The Nationals had a deal in place to acquire right-hander Zack Greinke, a baseball source confirmed to MLB.com. However, Greinke used his no-trade clause and rejected the deal.
Instead, the Royals traded Greinke to the Brewers for prospects. Published reports indicated that Greinke will accept the deal to Milwaukee. An official announcement is expected Monday.
No reason was given as to why Greinke turned down the deal to Washington, but he made it clear this past season that he would like to play for a team that won on a consistent basis. The Nationals have yet to finish with a record over .500 since relocating to Washington.
“My only motivation now is winning. … When we’re 20 games out, it’s hard to get excited to come to the park,” Greinke told MLB.com’s Dick Kaegel in September.
It’s not known who the Royals would have acquired if Greinke accepted the deal to Washington. Published reports indicate that reliever Drew Stroren, infielder Danny Espinosa and right-hander Jordan Zimmermann may have been part of this deal.
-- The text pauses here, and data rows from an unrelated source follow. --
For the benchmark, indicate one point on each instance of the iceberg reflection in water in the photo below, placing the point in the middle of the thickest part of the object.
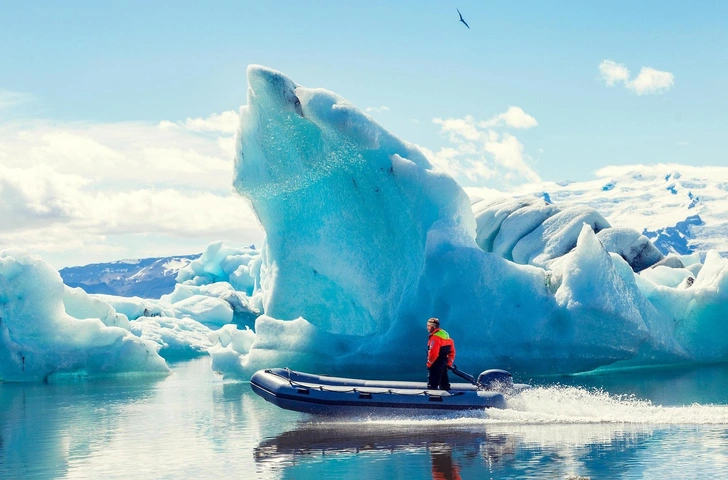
(191, 424)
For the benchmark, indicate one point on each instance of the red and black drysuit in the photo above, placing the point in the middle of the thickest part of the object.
(440, 355)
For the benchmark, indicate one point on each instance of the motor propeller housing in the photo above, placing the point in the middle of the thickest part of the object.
(495, 380)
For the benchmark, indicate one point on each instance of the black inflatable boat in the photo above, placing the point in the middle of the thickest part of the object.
(321, 394)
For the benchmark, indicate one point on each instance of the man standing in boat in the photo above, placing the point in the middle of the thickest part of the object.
(440, 356)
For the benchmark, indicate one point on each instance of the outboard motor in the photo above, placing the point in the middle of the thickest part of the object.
(495, 380)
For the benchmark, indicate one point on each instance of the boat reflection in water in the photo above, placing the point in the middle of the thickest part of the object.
(465, 448)
(351, 450)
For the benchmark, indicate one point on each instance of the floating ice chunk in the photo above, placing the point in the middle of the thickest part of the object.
(39, 340)
(557, 235)
(490, 216)
(231, 345)
(703, 329)
(244, 313)
(80, 304)
(209, 311)
(666, 276)
(178, 338)
(135, 307)
(217, 263)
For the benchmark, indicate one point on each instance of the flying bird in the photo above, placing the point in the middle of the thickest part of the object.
(461, 18)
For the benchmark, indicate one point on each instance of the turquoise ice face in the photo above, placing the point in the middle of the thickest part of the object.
(345, 204)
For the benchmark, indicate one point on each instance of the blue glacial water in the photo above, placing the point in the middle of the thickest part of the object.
(666, 423)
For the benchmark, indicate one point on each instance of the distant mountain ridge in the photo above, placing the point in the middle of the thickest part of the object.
(145, 278)
(681, 209)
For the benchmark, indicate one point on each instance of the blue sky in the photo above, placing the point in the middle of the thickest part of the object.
(105, 75)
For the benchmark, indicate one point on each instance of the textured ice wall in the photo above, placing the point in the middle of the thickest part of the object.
(39, 340)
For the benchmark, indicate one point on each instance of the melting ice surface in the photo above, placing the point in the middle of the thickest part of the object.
(365, 241)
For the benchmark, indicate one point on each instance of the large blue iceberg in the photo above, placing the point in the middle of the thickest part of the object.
(366, 240)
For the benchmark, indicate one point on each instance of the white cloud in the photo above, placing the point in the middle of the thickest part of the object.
(381, 109)
(9, 99)
(480, 154)
(613, 72)
(78, 193)
(649, 80)
(514, 117)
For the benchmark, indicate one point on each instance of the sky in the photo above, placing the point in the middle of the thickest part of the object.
(117, 119)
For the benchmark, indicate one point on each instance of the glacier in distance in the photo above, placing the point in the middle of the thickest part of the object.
(365, 240)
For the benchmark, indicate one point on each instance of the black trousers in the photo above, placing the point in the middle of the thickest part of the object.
(437, 378)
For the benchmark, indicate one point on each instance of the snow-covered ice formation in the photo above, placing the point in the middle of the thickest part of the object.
(365, 241)
(49, 331)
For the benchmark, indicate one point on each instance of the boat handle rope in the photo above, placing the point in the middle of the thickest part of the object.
(321, 388)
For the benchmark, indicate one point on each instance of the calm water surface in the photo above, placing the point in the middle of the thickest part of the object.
(649, 424)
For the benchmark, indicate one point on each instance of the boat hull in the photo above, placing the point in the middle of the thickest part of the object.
(324, 395)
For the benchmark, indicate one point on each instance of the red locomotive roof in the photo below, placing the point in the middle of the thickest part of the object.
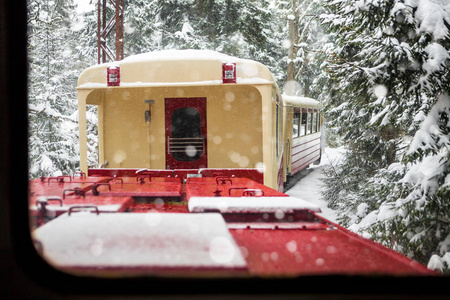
(264, 233)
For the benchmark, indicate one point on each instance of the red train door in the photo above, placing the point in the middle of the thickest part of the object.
(186, 133)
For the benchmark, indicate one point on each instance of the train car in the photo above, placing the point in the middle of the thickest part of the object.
(193, 110)
(184, 194)
(303, 134)
(190, 110)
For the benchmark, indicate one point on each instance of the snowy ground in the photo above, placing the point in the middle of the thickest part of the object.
(310, 186)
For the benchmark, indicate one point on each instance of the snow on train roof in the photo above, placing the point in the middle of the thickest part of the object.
(300, 101)
(175, 67)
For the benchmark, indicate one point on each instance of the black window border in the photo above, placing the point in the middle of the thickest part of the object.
(24, 275)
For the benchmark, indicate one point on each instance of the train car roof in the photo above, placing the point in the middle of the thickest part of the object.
(175, 68)
(300, 101)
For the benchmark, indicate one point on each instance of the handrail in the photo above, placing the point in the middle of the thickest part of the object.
(80, 207)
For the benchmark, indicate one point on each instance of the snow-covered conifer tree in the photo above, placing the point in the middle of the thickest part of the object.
(53, 126)
(390, 69)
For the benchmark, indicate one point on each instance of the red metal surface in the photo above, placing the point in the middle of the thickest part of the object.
(158, 207)
(111, 204)
(229, 72)
(127, 173)
(252, 174)
(304, 153)
(152, 189)
(294, 252)
(207, 187)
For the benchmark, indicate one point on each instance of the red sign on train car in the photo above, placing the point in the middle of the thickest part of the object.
(229, 73)
(113, 75)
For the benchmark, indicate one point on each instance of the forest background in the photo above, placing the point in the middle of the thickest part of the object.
(380, 69)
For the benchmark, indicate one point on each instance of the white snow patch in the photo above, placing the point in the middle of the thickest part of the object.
(309, 188)
(128, 240)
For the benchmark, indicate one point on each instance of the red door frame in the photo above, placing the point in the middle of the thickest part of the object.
(172, 104)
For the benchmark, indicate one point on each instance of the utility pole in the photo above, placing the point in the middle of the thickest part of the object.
(110, 30)
(293, 20)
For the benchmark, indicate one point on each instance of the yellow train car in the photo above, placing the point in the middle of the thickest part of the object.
(184, 109)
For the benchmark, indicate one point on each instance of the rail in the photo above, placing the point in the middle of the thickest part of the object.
(179, 145)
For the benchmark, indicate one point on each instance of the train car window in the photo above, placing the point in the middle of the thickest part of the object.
(303, 124)
(314, 121)
(276, 127)
(296, 125)
(186, 126)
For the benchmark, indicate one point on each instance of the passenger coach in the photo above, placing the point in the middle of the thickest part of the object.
(193, 110)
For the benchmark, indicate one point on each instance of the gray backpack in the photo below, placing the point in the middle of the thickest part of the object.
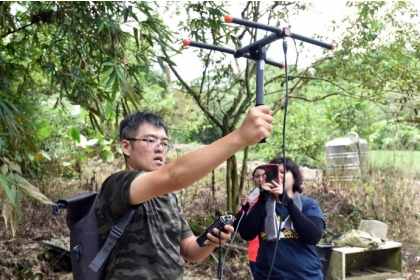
(86, 253)
(87, 256)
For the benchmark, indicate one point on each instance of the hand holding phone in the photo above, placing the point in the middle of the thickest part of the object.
(272, 173)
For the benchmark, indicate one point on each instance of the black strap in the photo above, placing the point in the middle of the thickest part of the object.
(115, 233)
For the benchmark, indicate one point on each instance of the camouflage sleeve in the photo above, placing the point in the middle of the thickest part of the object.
(114, 195)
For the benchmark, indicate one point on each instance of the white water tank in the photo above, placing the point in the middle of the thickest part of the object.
(346, 158)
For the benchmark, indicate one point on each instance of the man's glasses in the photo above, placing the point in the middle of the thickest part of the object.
(153, 144)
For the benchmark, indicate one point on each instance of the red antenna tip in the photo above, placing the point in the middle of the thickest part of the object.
(186, 42)
(228, 19)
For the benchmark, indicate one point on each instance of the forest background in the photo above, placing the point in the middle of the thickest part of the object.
(70, 71)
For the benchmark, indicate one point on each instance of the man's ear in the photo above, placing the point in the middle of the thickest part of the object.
(126, 147)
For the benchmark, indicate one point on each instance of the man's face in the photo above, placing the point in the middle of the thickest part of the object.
(142, 154)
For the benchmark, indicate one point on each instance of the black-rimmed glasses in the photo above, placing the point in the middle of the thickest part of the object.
(153, 144)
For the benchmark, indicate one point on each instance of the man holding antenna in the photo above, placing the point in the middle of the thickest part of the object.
(158, 238)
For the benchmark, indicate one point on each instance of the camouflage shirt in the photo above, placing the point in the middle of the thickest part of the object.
(150, 246)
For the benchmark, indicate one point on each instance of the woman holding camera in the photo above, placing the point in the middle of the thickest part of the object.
(295, 221)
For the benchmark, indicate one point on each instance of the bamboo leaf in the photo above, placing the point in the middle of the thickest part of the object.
(30, 190)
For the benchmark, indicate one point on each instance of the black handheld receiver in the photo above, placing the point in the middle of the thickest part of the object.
(219, 224)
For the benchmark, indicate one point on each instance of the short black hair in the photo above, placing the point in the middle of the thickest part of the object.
(130, 125)
(290, 165)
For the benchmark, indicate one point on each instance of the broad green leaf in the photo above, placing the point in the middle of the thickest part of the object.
(15, 167)
(45, 154)
(44, 132)
(30, 190)
(4, 182)
(74, 134)
(4, 169)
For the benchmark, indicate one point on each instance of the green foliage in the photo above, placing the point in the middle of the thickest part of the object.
(13, 187)
(394, 136)
(396, 160)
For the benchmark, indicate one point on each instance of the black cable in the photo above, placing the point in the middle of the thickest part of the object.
(284, 156)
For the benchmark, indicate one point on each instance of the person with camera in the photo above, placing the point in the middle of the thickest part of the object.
(158, 238)
(258, 178)
(296, 222)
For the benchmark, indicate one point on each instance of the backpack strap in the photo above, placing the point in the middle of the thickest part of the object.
(114, 234)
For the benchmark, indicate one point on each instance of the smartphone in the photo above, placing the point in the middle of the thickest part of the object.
(253, 194)
(272, 173)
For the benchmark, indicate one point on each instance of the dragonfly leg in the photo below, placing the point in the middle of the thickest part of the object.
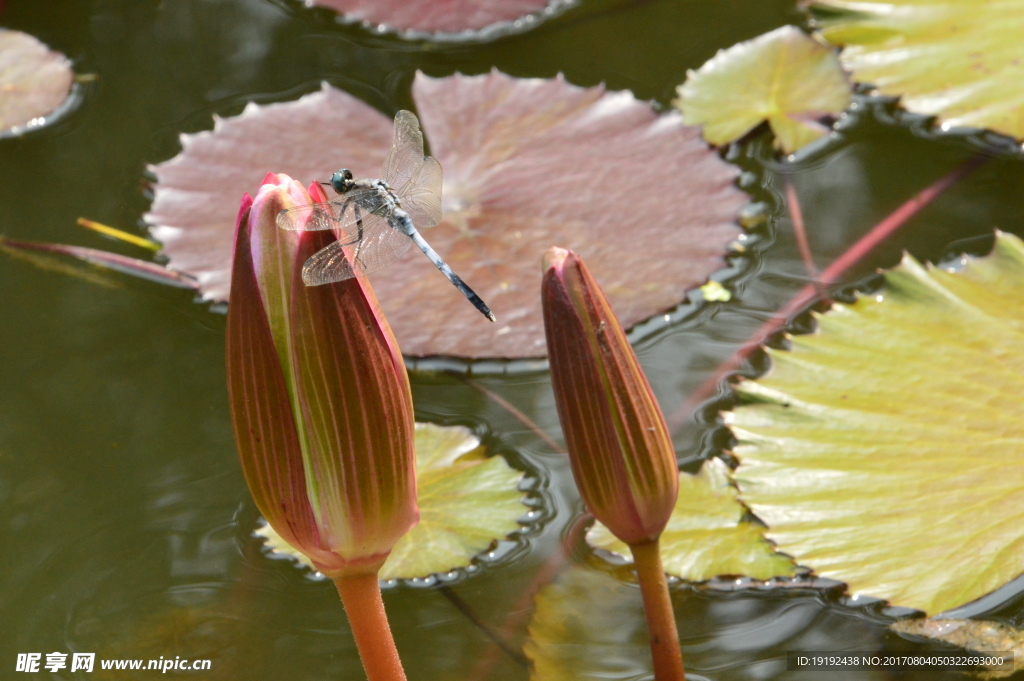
(358, 239)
The Nationals have been looking for an ace pitcher this offseason, but have come up empty handed — so far. Last Sunday, it was learned that the Nationals were out of the Cliff Lee sweepstakes. Lee ended up signing a five-deal with the Phillies.
However, the Nationals are still in the mix to acquire Carl Pavano and Brandon Webb. They could also try to trade for Rays right-hander Matt Garza, but would have to give up a lot in return. The Rays are looking for high-level prospects and bullpen help.
General Mike Rizzo, who was not available for comment, said this past season that he wanted to acquire starting pitching and put players in their proper places in the rotation. For example, the Nationals don’t consider John Lannan an ace pitcher. They consider him a No 3. or 4 starter on a good team.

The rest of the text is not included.